The therapist I'd found in the last weeks of my relationship with Robert to help me save the relationship, and who was now helping me handle the breakup, encouraged me to maintain appropriate boundaries with my dad: not letting him talk to me about his porn habits or make me feel guilty for not enabling him. And to get angry: at him, at Robert, at Leo, at anyone who had made promises to me he hadn't kept. I wouldn't say I succeeded at getting angry. But I found I was different in moments that sometimes surprised me. When Robert began e-mailing and texting me to check in, I e-mailed back and said I wasn't ready to be his friend.
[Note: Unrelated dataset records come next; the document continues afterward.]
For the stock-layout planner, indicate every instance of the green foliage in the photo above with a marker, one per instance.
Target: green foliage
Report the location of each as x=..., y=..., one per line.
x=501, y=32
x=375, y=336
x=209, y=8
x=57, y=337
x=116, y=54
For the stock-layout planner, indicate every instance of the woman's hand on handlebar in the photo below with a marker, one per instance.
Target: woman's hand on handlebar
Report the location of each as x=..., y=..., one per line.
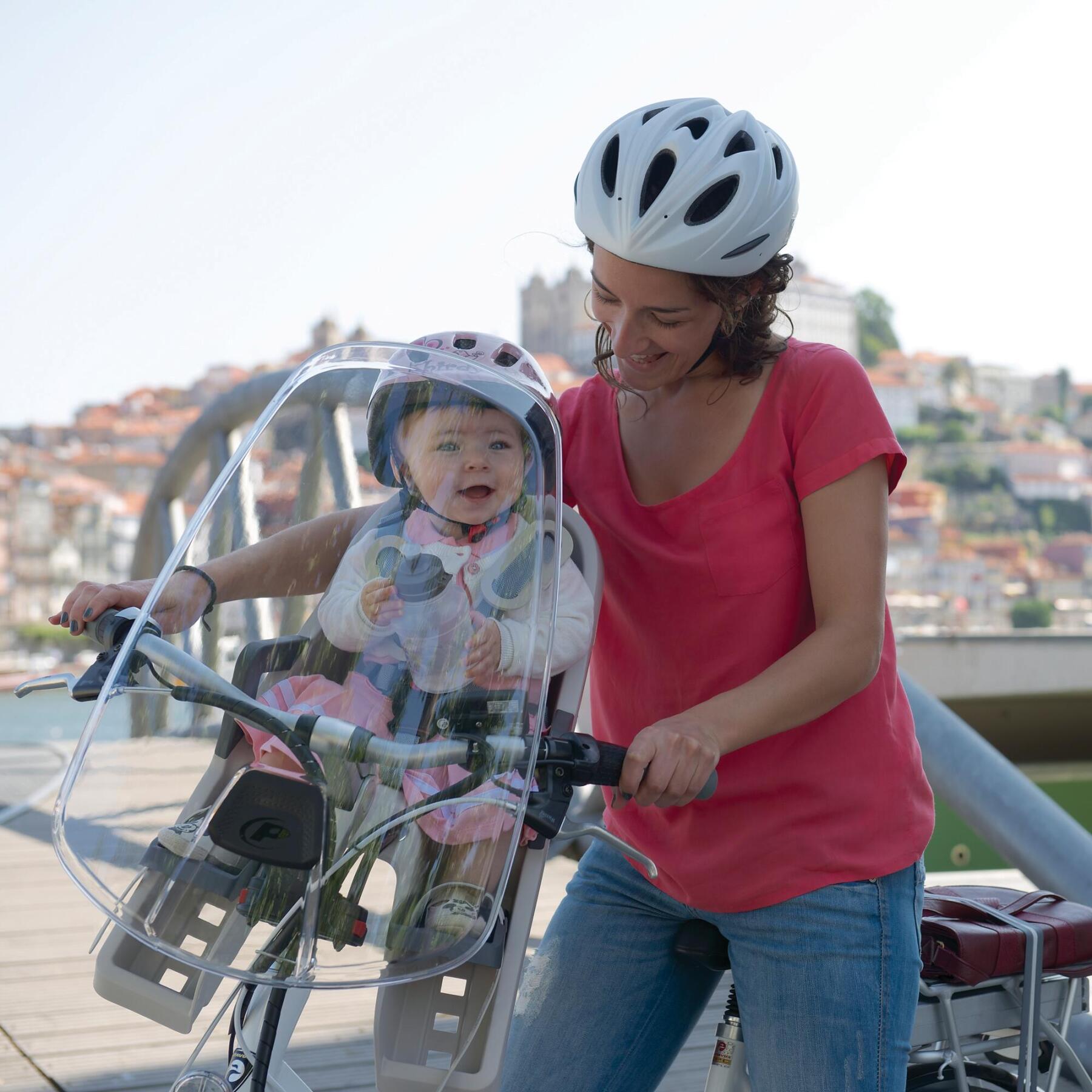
x=178, y=607
x=669, y=763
It was a small but crucial step. Slowly, I began to feel better.

No matter how much I changed and grew, it seemed as if my father was capable of spinning out in the same few areas indefinitely. There were times when he disappeared for a week or two. When I eventually coaxed him onto the phone, he revealed it had struck him how much went into raising a kid—the cost of shoes, the constant need to teach and love—and how completely he had failed my sister and me. His bottomless regret had made him feel so lousy that he'd dodged my calls. We had already had this conversation many times, and as much as I wanted his patience during my healing, I was incredibly frustrated that his guilt about having been absent from my life in the past had caused him to be absent from my life again. Most of all, he seemed incapable of seeing the pattern. It was hard to stay mad at him, though. Sometimes he came out with the loveliest assessments of our relationship, like “Sarah, I'm sorry I couldn't be a better father to you, but I've had my own head so far up my own ass my entire life.” Other times, he'd been silent because he was worried about his health. He confessed that he'd been having trouble with his prostate and was obsessed with the fear that it was cancer. Eventually, he'd begin circling a topic that had become fraught between us.

“I
know we haven't talked about it in a while, but I was wondering if you'd given any more thought to me coming out there,” he said. “You used to want me to come.”

It wasn't that I didn't want him to move, it was that I had no idea whether I'd stay in Los Angeles, or for how long, and I didn't want him or anyone else to be reliant on me. Always, I feared hurting his feelings or driving him away. But I knew, this time, I had to be honest.

“I don't think it's a good idea right now,” I said. “I need to focus on my own life. I might want to have a kid. I need to put my energy there. I need to take care of myself.”